Suksesi di Keraton Kasunanan Surakarta rupanya mulai dipersiapkan. Penguasa keraton, Pakubuwono (PB) XIII, kini telah menunjuk salah satu anaknya sebagai putra mahkota.
Pengukuhan putra mahkota itu dilakukan di sela-sela kegiatan Tingalandalem Jumenengan Sampeyandalem Ingkang Sinuhun Kanjeng Susuhunan (SISKS) Pakubuwono (PB) XIII, Minggu (27/2/2022) lalu.
Yang ditunjuk sebagai putra mahkota sekaligus calon pengganti adalah KGPH Purbaya, buah pernikahan PB XIII dengan BRAy Asih Winarni yang saat itu juga dikukuhkan sebagai permaisuri yang bergelar Gusti Kanjeng Ratu (GKR) Pakubuwono.
SCROLL TO CONTINUE WITH CONTENT
"Yang istimewa yaitu pengukuhan garwa dalem, dikukuhkan nunggak asma atau satu nama sebagai GKR Pakubuwono, yaitu kedudukannya sebagai permaisuri PB XIII," kata Pengageng Parentah Keraton Kasunanan Surakarta, KGPH Dipokusumo usai upacara jumenengan.
"Di samping itu ada penetapan dari putra dalem yang miyos atau lahir dari prameswari dalem, yaitu KGPH Purbaya, dilantik menjadi Kanjeng Gusti Adipati Anom Sudibyo Rajaputra Narendra Ing Mataram, yaitu sebagai putra mahkota," imbuh Dipokusumo.

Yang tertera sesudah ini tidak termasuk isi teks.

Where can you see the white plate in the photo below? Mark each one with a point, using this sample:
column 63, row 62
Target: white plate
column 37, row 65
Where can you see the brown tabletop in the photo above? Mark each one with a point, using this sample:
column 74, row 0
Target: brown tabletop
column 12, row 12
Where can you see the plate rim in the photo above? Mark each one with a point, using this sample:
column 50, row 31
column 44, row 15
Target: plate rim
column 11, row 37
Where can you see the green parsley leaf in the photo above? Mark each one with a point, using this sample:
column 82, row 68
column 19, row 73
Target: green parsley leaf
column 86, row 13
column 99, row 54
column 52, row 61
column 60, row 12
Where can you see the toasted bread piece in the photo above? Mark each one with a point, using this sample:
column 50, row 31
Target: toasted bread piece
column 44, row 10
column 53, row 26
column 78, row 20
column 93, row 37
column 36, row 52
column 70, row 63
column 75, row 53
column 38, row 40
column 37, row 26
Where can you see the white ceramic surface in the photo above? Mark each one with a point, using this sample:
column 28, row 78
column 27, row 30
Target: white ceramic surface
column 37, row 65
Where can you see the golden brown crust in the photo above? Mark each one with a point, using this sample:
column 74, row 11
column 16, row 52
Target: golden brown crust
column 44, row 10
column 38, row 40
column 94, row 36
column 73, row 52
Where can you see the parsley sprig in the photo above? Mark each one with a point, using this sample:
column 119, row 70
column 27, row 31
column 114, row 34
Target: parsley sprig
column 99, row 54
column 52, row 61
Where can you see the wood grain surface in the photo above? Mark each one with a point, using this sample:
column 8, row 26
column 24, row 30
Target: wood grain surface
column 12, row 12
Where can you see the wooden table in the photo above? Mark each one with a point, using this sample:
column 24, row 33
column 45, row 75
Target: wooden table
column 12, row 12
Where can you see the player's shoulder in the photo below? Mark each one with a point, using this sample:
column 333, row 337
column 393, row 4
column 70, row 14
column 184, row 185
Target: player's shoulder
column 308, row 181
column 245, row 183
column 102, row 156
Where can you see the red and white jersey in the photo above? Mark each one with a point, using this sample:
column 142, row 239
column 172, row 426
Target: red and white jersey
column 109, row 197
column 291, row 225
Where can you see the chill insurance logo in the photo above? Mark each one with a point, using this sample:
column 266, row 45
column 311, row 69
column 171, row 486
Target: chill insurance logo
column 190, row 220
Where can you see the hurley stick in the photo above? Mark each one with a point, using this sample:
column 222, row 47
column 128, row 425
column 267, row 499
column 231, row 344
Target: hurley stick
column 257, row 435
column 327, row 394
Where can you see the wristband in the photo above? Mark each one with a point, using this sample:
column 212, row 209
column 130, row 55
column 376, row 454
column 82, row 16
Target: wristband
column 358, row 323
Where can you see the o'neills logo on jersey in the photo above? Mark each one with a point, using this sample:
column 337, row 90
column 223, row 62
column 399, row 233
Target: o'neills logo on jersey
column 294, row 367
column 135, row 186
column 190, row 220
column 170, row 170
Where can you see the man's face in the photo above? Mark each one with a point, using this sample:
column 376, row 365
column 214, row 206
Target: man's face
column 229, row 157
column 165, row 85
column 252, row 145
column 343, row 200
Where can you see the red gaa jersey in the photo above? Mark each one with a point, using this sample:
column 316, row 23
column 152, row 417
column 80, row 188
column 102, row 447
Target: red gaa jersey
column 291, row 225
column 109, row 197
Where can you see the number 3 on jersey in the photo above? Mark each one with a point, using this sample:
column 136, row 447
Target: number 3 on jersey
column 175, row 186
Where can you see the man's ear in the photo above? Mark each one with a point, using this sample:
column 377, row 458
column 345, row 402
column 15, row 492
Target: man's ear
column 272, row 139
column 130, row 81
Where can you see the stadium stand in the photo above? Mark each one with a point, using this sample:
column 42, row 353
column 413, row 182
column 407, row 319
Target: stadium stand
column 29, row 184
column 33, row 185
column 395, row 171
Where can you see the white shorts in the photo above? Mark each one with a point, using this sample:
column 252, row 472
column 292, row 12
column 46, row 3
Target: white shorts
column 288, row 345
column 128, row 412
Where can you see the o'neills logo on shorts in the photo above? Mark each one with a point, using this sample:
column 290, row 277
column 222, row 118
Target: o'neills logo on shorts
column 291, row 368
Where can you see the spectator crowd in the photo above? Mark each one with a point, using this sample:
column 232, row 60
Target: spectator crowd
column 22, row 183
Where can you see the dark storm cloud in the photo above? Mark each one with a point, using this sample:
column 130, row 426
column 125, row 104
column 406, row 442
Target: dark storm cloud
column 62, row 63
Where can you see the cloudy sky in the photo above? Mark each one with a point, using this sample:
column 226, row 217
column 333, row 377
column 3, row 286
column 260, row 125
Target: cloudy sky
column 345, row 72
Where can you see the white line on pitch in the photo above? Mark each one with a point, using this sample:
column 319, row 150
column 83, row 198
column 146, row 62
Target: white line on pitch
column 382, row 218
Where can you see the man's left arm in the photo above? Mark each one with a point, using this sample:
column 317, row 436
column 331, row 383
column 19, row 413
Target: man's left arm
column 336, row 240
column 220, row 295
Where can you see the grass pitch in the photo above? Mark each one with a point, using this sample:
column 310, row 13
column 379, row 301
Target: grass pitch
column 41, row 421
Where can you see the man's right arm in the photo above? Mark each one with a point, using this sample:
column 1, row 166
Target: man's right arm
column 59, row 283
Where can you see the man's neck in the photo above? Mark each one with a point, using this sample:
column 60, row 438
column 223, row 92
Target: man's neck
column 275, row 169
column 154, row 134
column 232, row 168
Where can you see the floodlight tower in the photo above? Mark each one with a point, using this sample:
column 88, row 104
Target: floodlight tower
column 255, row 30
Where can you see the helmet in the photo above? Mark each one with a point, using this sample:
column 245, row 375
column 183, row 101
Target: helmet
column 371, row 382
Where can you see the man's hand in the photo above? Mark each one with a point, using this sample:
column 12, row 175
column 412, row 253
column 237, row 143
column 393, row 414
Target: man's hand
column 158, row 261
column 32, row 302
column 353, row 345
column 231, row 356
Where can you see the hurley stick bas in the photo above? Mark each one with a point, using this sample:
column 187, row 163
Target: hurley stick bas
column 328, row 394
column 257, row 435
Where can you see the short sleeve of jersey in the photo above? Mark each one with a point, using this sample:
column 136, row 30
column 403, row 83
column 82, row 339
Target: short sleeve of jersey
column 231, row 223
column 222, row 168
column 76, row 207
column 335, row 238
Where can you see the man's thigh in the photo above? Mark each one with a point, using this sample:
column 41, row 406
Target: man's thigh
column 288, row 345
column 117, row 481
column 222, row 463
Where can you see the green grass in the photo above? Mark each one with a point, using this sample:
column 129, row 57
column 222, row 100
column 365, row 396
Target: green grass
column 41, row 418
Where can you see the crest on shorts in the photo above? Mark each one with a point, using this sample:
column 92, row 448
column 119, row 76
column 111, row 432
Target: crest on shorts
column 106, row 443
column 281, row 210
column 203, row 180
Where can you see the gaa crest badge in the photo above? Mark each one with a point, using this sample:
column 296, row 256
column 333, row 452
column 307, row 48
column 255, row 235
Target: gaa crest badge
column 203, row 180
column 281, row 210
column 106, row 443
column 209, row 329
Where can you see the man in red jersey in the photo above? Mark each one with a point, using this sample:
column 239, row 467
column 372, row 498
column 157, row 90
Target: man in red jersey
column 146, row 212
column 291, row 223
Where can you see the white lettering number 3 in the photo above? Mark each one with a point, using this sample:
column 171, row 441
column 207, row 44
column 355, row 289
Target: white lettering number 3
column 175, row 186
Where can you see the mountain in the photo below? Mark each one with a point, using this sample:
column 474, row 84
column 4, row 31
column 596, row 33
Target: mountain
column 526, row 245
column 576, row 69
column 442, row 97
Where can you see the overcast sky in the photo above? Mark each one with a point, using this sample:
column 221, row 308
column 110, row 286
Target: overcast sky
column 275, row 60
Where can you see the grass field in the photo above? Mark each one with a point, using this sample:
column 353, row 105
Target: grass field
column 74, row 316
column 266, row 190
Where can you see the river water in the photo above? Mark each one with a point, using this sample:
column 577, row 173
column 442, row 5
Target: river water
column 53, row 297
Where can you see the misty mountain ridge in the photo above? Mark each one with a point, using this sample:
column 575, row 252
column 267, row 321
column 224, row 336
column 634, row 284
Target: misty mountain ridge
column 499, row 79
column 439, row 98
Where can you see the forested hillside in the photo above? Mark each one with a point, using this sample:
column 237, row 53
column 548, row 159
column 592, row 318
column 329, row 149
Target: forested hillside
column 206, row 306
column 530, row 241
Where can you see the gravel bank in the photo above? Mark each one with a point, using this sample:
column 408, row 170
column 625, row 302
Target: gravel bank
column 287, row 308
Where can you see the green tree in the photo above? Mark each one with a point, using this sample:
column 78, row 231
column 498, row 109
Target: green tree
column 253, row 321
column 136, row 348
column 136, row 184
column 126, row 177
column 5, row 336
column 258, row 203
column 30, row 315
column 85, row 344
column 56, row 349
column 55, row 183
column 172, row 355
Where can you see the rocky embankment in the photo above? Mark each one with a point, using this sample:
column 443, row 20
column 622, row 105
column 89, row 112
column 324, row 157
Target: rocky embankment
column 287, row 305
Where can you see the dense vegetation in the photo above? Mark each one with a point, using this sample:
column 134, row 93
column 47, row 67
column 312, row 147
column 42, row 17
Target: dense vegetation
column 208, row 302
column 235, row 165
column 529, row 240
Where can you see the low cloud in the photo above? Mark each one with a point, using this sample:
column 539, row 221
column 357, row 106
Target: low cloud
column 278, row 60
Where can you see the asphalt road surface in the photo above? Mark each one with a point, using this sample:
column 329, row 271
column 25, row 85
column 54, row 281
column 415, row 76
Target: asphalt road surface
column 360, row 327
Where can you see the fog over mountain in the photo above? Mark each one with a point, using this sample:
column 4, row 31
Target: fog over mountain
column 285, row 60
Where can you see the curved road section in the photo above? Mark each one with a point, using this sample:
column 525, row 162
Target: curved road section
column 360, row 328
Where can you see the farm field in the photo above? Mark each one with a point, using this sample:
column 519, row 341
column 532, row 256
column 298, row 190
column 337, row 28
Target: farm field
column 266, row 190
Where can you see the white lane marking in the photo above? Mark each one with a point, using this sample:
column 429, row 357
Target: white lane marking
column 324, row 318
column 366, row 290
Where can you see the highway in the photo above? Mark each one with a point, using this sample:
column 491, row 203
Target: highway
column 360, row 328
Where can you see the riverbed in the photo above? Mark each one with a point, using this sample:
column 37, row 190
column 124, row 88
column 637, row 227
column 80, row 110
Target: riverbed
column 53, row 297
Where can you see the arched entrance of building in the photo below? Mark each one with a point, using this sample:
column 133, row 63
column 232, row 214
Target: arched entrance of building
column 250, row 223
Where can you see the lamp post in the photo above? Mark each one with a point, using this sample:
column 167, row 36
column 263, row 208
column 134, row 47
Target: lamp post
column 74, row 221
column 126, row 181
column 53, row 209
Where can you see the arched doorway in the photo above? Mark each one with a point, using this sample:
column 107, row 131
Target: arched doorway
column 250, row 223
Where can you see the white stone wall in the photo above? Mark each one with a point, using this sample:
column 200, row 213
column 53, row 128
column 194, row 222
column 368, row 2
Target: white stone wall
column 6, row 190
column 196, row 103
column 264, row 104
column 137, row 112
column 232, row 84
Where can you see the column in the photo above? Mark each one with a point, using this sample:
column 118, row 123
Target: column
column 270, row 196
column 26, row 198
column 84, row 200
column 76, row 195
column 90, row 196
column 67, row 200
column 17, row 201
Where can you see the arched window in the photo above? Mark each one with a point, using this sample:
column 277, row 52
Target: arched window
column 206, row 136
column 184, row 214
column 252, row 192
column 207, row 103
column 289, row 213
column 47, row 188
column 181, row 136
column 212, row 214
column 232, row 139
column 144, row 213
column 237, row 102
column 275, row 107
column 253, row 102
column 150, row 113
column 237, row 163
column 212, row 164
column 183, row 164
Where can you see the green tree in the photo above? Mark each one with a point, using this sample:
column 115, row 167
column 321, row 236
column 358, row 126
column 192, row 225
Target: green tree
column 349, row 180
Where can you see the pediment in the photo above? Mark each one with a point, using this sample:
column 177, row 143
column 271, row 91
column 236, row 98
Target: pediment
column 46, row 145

Pengukuhan putra mahkota itu mendapat dukungan dari sejumlah kalangan. Menurut salah satu pengamat sejarah dari Universitas Sebelas Maret (UNS), Susanto, langkah tersebut bisa meminimalisir kemungkinan terjadinya konflik di masa mendatang.
Seperti diketahui, keraton itu dilanda konflik perebutan kekuasaan selama belasan tahun. Salah satu penyebabnya adalah tidak adanya anak yang ditunjuk sebagai putra mahkota sepeninggal PB XII.
"Tentu ini dilakukan untuk mengurangi potensi konflik ke depannya. Dengan ditunjuknya putra mahkota berarti nantinya dialah yang jadi penerus," kata Susanto saat dihubungi detikJateng, Selasa (1/3/2022).
Selain memperkecil potensi konflik, prosesi itu disebut sebagai bagian dari tugas keraton dalam melaksanakan adat istiadat. Sebab tidak dipungkiri jika keraton masih diakui sebagai sumber kebudayaan, meskipun sudah tidak memiliki kekuatan politik di Indonesia.
"Ya itu sudah menjadi salah satu tradisi mereka. Tentunya sudah ada adat istiadat yang dipatuhi," ujarnya.
Hanya saja, konflik justru sudah di depan mata. Langkah PB XIII mengukuhkan permaisuri dan putra mahkota itu ternyata disoal oleh kubu lain yang ada di dalam Keraton Surakarta, yakni Lembaga Dewan Adat (LDA).
Permasalahan utama yang dipersoalkan adalah penggunaan gelar Gusti Kanjeng Ratu (GKR) Pakubuwono. Ketua Eksekutif LDA Keraton Solo, Kanjeng Pangeran (KP) Eddy Wirabhumi mengatakan penyematan gelar 'gusti' tidak bisa diberikan secara sembarangan.
"Jadi semua itu ada aturannya. Tidak bisa sembarangan menggunakan gelar gusti. Ada syarat dan tata caranya," kata Wirabhumi saat dihubungi detikJateng, Rabu (2/3).
Menurutnya, memang gelar gusti bisa dipakai orang keturunan trah Mataram maupun bukan keturunan. Namun ada tata cara berbeda dalam prosesinya.
Wirabhumi menyebut tidak boleh ada penyimpangan tata cara adat dalam pemberian gelar itu. Sebab, keabsahan gelar untuk permaisuri itu juga akan berimbas langsung pada gelar putra mahkota yang telah diangkat.